April showers might bring May flowers, but they are also a sign that another severe weather season is here. Residents should remember to keep an eye to the sky when attending outdoor events.
“With hundreds of fun outdoor activities each year throughout Michigan, it is important to know what do if you are outside and severe weather strikes,” said Rich Pollman, Chair of the Michigan Committee for Severe Weather Committee.
* Remember the following when you are attending outside events:
* Check the weather forecast before leaving your house.
* When you arrive check around for the nearest shelter.
* Seek shelter when you first hear thunder, see dark threatening clouds developing overhead or lightning. Count the seconds between the time you see lightning and hear the thunder. You should already be in a safe location if that time is less than 30 seconds.
* If you can’t find a shelter, get into a fully enclosed vehicle. Put your head down below the windows, covering it with your hands or blanket.
* Stay inside until 30 minutes after you last hear thunder. Lightning can strike more than 10 miles away from any rainfall.

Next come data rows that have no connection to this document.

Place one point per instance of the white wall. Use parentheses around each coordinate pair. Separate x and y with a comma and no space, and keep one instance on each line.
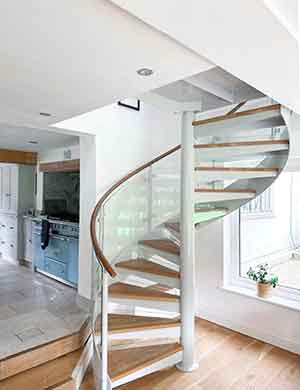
(87,203)
(124,139)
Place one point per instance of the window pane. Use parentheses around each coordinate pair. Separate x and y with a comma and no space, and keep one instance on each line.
(270,230)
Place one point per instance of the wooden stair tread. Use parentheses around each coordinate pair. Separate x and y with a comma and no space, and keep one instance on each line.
(241,144)
(144,265)
(118,323)
(126,291)
(235,115)
(210,209)
(173,226)
(55,374)
(125,362)
(164,245)
(226,190)
(237,169)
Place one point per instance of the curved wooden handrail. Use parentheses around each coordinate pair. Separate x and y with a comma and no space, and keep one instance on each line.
(98,251)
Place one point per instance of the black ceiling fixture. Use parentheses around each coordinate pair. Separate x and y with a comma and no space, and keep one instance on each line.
(135,107)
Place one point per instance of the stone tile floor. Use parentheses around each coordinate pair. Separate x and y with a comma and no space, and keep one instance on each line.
(35,309)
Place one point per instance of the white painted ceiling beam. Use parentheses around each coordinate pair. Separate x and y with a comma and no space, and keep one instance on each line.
(168,104)
(201,82)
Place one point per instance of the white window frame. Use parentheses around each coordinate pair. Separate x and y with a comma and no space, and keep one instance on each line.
(261,211)
(231,267)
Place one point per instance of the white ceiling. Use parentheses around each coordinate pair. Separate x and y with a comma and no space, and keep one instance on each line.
(207,90)
(67,57)
(286,11)
(13,137)
(242,37)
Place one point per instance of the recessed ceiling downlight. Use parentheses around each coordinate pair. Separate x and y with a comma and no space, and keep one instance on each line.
(145,72)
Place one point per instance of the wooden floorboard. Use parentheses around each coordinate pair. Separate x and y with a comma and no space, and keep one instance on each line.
(227,361)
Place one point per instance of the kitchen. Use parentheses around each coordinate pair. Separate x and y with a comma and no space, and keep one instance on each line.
(39,239)
(39,214)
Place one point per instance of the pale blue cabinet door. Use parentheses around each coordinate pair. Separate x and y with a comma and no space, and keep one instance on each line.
(38,253)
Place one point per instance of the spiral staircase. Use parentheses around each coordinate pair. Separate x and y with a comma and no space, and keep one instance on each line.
(142,231)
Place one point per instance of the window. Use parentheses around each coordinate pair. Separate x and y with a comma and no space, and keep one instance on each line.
(268,230)
(260,207)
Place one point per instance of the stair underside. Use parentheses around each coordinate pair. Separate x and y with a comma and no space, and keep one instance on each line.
(162,245)
(143,265)
(122,363)
(211,195)
(121,323)
(230,151)
(126,291)
(234,173)
(255,118)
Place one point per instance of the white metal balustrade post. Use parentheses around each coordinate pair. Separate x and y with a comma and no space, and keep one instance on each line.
(187,249)
(104,332)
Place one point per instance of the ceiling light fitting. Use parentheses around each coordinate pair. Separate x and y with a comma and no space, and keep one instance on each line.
(145,72)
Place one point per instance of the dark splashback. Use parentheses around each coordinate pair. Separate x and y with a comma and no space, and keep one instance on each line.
(61,194)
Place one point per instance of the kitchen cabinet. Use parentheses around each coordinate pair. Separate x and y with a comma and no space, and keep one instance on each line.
(27,234)
(16,198)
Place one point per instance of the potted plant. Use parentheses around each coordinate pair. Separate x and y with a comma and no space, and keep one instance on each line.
(264,280)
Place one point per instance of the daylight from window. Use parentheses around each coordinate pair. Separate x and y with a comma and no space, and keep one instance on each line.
(270,230)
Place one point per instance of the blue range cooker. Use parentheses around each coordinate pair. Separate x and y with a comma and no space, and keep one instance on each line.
(60,257)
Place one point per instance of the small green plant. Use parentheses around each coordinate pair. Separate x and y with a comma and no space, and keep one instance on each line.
(261,274)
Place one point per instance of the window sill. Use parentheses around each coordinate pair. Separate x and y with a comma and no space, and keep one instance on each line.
(275,300)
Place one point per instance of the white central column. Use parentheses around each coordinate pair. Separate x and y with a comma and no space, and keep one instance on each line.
(187,249)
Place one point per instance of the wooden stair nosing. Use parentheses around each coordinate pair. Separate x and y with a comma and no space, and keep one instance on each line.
(253,111)
(226,190)
(236,169)
(125,291)
(241,144)
(39,355)
(158,353)
(54,374)
(163,245)
(121,323)
(210,209)
(143,265)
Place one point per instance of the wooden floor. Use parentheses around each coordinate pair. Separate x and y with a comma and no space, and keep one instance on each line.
(227,360)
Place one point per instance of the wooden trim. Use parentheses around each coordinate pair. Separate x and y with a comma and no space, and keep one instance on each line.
(236,108)
(61,166)
(236,169)
(98,251)
(18,157)
(242,143)
(226,190)
(253,111)
(36,356)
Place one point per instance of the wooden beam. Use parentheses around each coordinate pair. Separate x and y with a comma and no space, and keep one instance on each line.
(236,108)
(61,166)
(18,157)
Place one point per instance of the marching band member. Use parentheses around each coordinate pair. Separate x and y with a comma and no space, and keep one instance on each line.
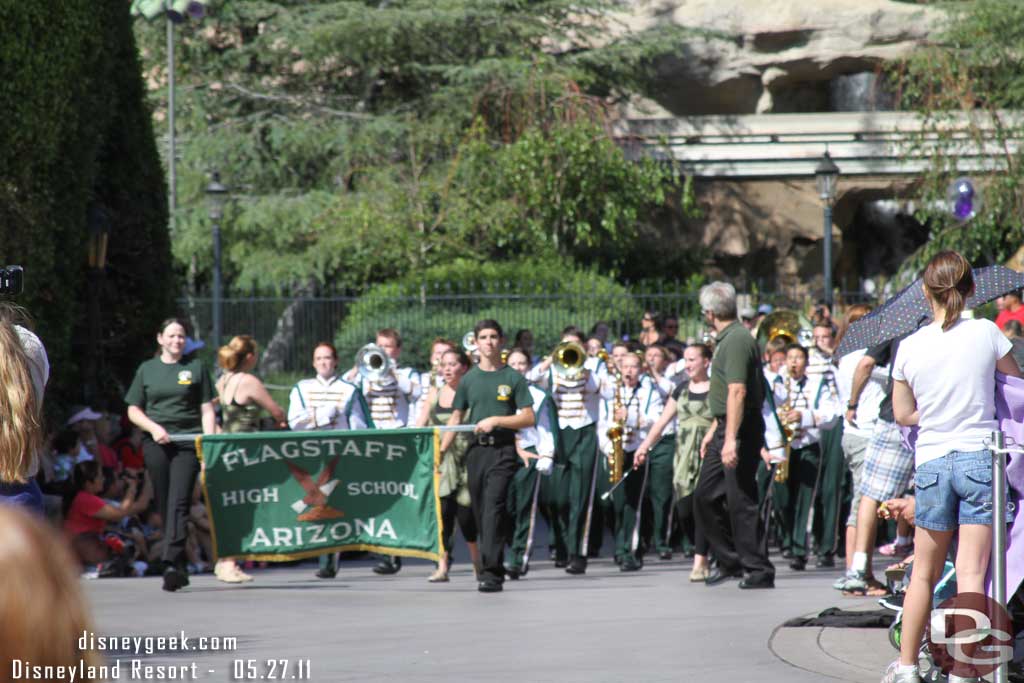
(655,359)
(833,467)
(537,449)
(499,400)
(637,408)
(327,401)
(453,486)
(819,355)
(578,402)
(812,406)
(686,410)
(432,378)
(390,401)
(391,397)
(663,454)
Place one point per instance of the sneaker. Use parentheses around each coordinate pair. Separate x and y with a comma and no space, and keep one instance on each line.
(894,602)
(174,579)
(953,678)
(893,675)
(853,582)
(896,550)
(388,565)
(489,587)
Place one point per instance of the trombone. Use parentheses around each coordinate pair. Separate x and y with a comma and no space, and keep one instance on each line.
(567,360)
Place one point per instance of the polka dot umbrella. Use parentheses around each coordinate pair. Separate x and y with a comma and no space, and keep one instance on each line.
(908,309)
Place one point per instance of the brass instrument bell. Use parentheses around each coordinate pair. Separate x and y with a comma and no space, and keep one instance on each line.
(373,363)
(567,360)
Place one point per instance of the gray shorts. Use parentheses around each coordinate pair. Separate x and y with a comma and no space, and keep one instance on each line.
(854,447)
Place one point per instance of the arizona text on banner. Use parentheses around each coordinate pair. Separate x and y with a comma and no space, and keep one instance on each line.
(286,496)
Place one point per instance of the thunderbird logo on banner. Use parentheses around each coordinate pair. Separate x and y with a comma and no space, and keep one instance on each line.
(316,493)
(286,496)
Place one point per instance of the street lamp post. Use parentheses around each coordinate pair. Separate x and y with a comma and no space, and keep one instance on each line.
(98,235)
(826,175)
(216,197)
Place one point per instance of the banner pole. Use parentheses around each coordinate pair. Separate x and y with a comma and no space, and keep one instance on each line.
(999,532)
(437,499)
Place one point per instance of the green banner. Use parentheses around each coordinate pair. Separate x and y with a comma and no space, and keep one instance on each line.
(285,496)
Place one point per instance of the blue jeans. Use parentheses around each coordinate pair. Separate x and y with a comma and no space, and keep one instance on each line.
(24,495)
(954,489)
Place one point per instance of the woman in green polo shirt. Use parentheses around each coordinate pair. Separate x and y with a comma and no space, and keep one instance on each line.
(171,395)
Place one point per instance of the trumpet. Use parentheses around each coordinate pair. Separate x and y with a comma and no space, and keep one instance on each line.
(567,360)
(616,434)
(373,363)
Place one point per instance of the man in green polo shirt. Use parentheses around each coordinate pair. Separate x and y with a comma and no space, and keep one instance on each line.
(727,492)
(499,400)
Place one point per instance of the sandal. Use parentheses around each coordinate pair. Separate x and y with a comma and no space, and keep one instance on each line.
(875,589)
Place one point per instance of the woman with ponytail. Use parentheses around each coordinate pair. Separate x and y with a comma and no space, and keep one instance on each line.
(242,396)
(24,371)
(171,400)
(944,383)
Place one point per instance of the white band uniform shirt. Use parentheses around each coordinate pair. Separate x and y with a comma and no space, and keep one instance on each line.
(333,403)
(643,407)
(578,400)
(952,376)
(817,400)
(421,403)
(541,435)
(818,363)
(870,396)
(391,398)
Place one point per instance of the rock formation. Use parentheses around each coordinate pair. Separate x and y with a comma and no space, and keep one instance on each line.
(784,55)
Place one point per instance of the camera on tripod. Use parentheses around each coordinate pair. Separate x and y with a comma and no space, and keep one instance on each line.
(11,280)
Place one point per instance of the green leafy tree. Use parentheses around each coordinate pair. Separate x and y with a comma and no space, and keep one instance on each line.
(969,88)
(367,138)
(77,134)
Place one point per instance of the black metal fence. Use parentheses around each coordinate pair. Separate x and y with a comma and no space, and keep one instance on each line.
(287,328)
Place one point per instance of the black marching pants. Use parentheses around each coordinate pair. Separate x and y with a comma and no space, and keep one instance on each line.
(726,504)
(491,469)
(173,468)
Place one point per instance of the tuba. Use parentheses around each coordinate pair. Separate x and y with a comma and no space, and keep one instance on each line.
(567,359)
(373,363)
(790,432)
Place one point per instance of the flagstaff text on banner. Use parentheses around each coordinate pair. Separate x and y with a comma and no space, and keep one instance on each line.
(282,496)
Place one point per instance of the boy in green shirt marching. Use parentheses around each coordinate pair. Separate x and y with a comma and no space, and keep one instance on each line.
(499,400)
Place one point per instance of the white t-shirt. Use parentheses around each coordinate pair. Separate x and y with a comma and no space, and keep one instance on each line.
(870,396)
(952,376)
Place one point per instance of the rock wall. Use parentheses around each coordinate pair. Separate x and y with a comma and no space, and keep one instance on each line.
(783,55)
(787,56)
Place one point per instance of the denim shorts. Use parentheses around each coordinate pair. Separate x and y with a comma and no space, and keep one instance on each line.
(954,489)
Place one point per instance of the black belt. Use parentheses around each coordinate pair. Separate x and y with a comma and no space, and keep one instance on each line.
(496,440)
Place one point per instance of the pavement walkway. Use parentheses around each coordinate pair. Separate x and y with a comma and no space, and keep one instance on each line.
(605,626)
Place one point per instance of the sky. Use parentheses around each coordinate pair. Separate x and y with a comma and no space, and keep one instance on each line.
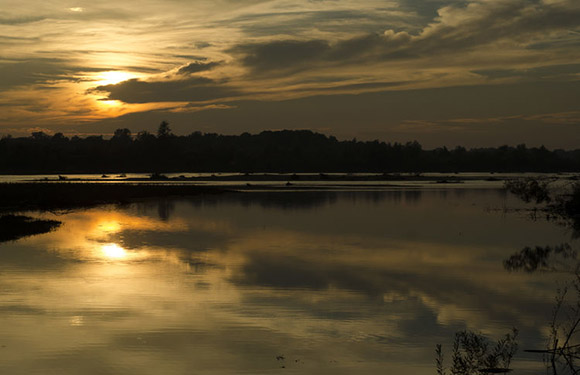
(470,72)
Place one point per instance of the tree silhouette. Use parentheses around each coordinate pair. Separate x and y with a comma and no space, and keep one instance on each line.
(164,130)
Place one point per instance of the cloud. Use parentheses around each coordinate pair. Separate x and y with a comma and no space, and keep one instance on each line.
(515,23)
(196,67)
(194,89)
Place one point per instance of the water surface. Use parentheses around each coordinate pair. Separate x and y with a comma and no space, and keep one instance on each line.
(272,282)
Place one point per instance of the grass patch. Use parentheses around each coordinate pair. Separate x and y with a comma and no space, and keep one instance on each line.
(13,227)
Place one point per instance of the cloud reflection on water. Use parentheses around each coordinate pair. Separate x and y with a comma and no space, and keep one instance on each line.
(351,283)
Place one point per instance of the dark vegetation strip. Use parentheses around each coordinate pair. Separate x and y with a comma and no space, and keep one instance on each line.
(269,151)
(60,196)
(13,227)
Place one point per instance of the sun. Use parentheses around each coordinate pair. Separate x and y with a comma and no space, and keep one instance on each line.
(112,77)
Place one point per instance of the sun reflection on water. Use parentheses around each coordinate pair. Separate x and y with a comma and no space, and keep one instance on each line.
(113,251)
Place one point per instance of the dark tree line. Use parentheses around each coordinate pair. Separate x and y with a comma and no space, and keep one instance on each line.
(268,151)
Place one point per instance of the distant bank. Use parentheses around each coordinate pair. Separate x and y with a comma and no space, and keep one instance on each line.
(267,152)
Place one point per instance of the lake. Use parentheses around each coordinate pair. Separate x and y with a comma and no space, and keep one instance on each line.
(308,282)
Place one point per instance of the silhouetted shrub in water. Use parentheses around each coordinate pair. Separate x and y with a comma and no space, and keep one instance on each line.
(475,354)
(13,227)
(540,258)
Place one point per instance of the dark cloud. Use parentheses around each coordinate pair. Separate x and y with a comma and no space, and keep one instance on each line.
(197,66)
(455,30)
(193,89)
(551,72)
(384,115)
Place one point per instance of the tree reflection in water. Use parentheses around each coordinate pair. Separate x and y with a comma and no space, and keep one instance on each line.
(472,353)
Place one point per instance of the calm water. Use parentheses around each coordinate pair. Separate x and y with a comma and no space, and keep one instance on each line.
(328,282)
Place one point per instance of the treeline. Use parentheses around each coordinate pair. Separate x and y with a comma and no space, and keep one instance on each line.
(269,151)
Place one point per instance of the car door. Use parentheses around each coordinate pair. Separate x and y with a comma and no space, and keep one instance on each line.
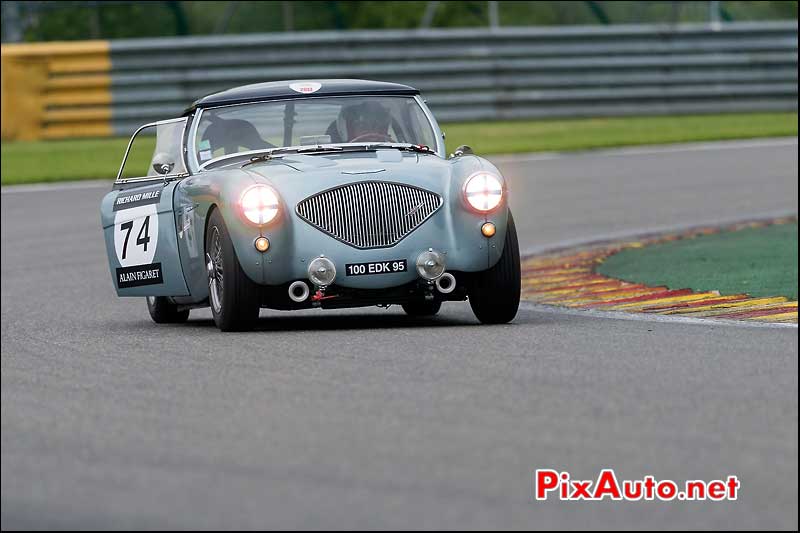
(138,215)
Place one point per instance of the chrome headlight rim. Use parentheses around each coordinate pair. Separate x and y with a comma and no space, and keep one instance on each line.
(499,191)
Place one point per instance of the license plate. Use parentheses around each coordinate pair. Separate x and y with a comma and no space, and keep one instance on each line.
(376,267)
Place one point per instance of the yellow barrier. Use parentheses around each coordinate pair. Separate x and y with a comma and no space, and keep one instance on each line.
(56,90)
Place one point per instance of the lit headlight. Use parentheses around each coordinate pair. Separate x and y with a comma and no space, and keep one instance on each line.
(483,191)
(259,204)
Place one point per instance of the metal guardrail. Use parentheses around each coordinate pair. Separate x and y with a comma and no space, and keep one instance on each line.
(465,74)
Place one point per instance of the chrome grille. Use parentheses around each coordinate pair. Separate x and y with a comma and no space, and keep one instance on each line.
(369,214)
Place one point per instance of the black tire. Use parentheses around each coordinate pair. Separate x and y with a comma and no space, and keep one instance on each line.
(162,311)
(422,308)
(234,298)
(494,294)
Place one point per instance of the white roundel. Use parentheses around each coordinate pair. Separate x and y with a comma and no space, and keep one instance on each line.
(136,235)
(305,87)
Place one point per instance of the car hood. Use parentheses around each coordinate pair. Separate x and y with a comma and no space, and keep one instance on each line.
(298,176)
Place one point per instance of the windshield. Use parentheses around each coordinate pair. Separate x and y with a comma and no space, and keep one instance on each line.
(310,122)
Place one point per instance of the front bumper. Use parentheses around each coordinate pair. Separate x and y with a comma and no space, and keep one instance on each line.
(294,244)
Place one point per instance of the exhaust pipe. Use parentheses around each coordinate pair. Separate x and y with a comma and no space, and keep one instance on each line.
(299,291)
(446,283)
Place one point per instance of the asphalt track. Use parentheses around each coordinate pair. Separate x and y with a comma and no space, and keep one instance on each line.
(369,419)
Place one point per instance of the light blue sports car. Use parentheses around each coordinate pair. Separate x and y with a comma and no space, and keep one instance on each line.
(301,194)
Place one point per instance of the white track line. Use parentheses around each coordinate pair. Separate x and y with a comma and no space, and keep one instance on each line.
(62,186)
(655,230)
(649,150)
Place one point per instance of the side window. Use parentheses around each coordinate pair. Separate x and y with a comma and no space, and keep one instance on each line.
(155,151)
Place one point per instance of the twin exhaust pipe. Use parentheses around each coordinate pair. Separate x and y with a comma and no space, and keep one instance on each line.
(299,290)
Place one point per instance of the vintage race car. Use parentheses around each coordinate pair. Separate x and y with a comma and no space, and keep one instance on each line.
(302,194)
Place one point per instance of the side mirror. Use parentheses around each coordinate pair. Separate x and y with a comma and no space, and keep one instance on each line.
(462,150)
(162,165)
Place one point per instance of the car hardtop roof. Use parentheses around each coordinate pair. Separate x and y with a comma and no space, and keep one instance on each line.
(276,90)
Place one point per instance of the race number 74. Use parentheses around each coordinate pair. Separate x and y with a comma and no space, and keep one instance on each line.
(142,239)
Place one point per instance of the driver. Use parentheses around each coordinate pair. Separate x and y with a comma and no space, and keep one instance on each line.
(367,121)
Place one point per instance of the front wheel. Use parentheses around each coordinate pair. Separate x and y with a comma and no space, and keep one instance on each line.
(234,298)
(494,294)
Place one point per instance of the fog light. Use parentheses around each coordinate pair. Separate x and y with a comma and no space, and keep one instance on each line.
(430,264)
(262,244)
(321,271)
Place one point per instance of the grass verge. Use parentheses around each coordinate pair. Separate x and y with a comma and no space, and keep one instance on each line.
(75,159)
(758,261)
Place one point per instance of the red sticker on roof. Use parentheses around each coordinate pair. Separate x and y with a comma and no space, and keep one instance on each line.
(306,87)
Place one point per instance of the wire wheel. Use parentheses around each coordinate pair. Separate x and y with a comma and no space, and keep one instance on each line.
(215,270)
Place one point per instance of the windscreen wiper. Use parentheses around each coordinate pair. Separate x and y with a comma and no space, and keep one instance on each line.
(404,146)
(298,150)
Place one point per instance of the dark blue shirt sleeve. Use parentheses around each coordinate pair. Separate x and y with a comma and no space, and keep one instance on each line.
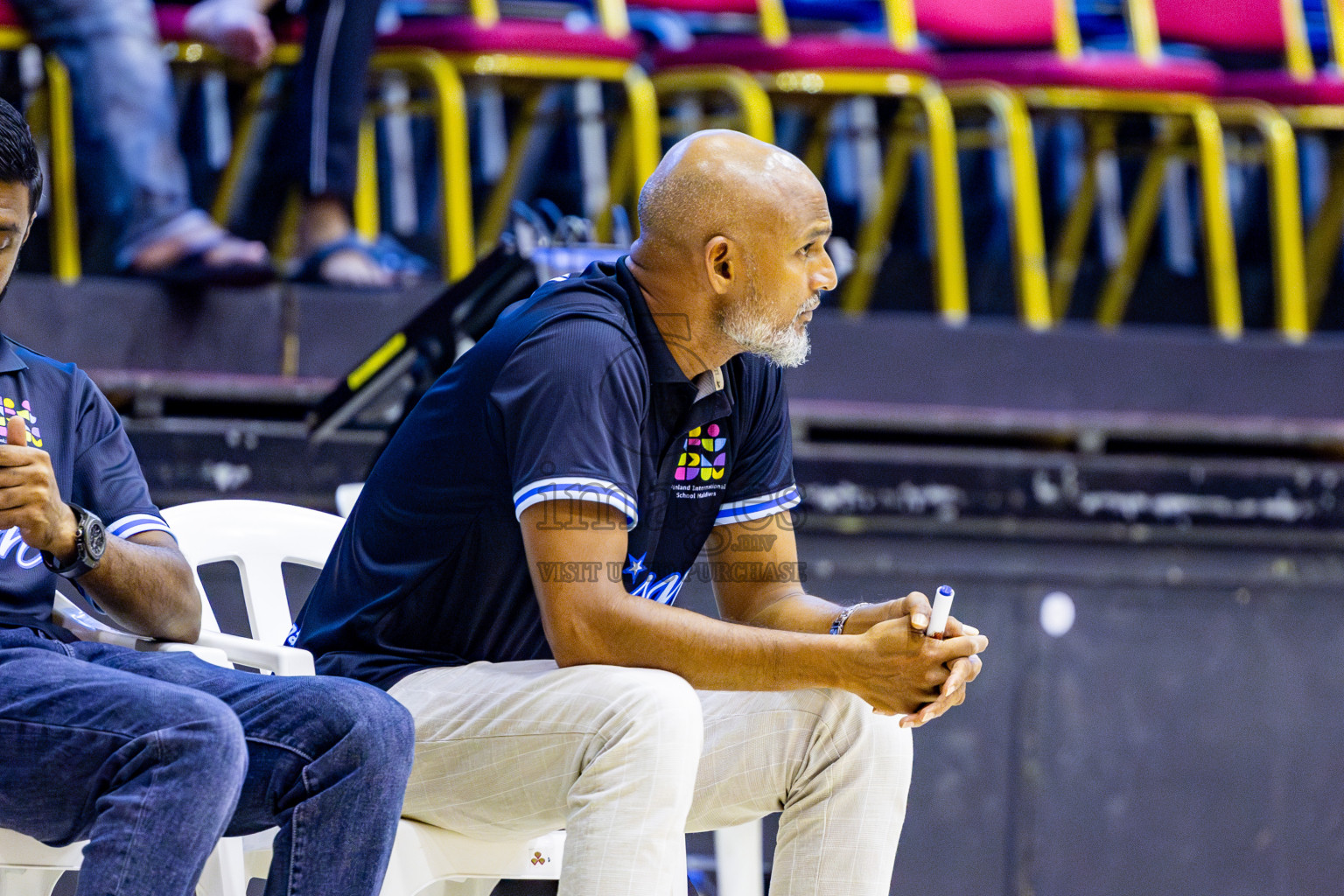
(761,482)
(571,398)
(107,474)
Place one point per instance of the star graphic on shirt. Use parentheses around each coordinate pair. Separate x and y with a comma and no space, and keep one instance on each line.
(636,564)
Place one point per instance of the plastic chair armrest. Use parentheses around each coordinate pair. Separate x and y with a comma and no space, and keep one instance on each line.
(281,660)
(85,627)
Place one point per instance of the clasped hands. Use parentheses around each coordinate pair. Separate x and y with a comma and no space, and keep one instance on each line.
(903,672)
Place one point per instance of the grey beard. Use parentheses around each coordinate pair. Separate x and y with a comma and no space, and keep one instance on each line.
(784,346)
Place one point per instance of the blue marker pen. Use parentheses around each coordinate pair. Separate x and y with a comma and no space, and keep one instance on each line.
(941,610)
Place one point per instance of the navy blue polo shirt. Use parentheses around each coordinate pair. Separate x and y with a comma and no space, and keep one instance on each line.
(95,468)
(571,396)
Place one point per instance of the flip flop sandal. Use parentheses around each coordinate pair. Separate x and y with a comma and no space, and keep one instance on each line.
(388,254)
(193,271)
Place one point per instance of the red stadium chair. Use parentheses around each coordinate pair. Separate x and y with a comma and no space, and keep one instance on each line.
(1292,97)
(52,122)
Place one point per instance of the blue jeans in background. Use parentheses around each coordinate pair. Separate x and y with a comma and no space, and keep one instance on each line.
(152,757)
(130,170)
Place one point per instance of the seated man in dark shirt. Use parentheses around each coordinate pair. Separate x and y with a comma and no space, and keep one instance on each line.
(509,570)
(152,757)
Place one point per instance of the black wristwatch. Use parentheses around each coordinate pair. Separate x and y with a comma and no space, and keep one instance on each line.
(90,542)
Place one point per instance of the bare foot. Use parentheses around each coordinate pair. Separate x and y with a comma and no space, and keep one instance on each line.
(230,250)
(235,27)
(355,268)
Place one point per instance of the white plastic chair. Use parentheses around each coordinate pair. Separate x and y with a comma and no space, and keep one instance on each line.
(737,850)
(258,536)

To assist those planning outdoor events, the Michigan Committee for Severe Weather Awareness has developed a brochure to help develop an emergency plan those organizing farmers’ markets, fairs and concerts. It is available on the website, www.mcswa.com.
In 2010, tornadoes and thunderstorms resulted in one death, 22 injuries and $360 million in damages in Michigan. Flooding caused another $7 in damages.
It is important for Michiganians to be familiar with severe weather alerts. A tornado watch or severe thunderstorm watch simply means that severe thunderstorms and tornadoes are possible. Residents should gather a first aid kit, flashlight and portable radio or their emergency supply kit. They should monitor the weather through local television, radio or NOAA weather radio.
A tornado warning means that a tornado has been sighted or is indicated on Doppler Radar. Go immediately to the basement or a small interior room on the lowest level. Keep away from chimneys and windows. Leave mobile homes and find shelter in a sturdy building.
When a thunderstorm warning is issued for your area, get indoors immediately and do not use the telephone or electrical appliances. Keep away from windows. Do not take shelter in sheds or under isolated trees. If you are out boating and swimming, get to land and find a sturdy shelter immediately.
To prepare for severe weather, the Michigan Committee for Severe Weather Awareness suggests that you:
* Plan ahead. Be sure everyone in your household knows where to go and what to do in case of severe weather. Make plans for those who may have trouble getting to shelter.
* Have emergency supplies on hand, including a battery-operated radio, a flashlight and a fresh supply of batteries.
* Know the shelter locations in public buildings, such as work, schools and shopping centers.
* Make a list of household furnishings and other items. Take photographs of each room. Store the list and photos in safe place.
* Have an emergency communication plan. Know how to reach family and friends if you are unable to meet at home.
* Create an emergency plan for your pets.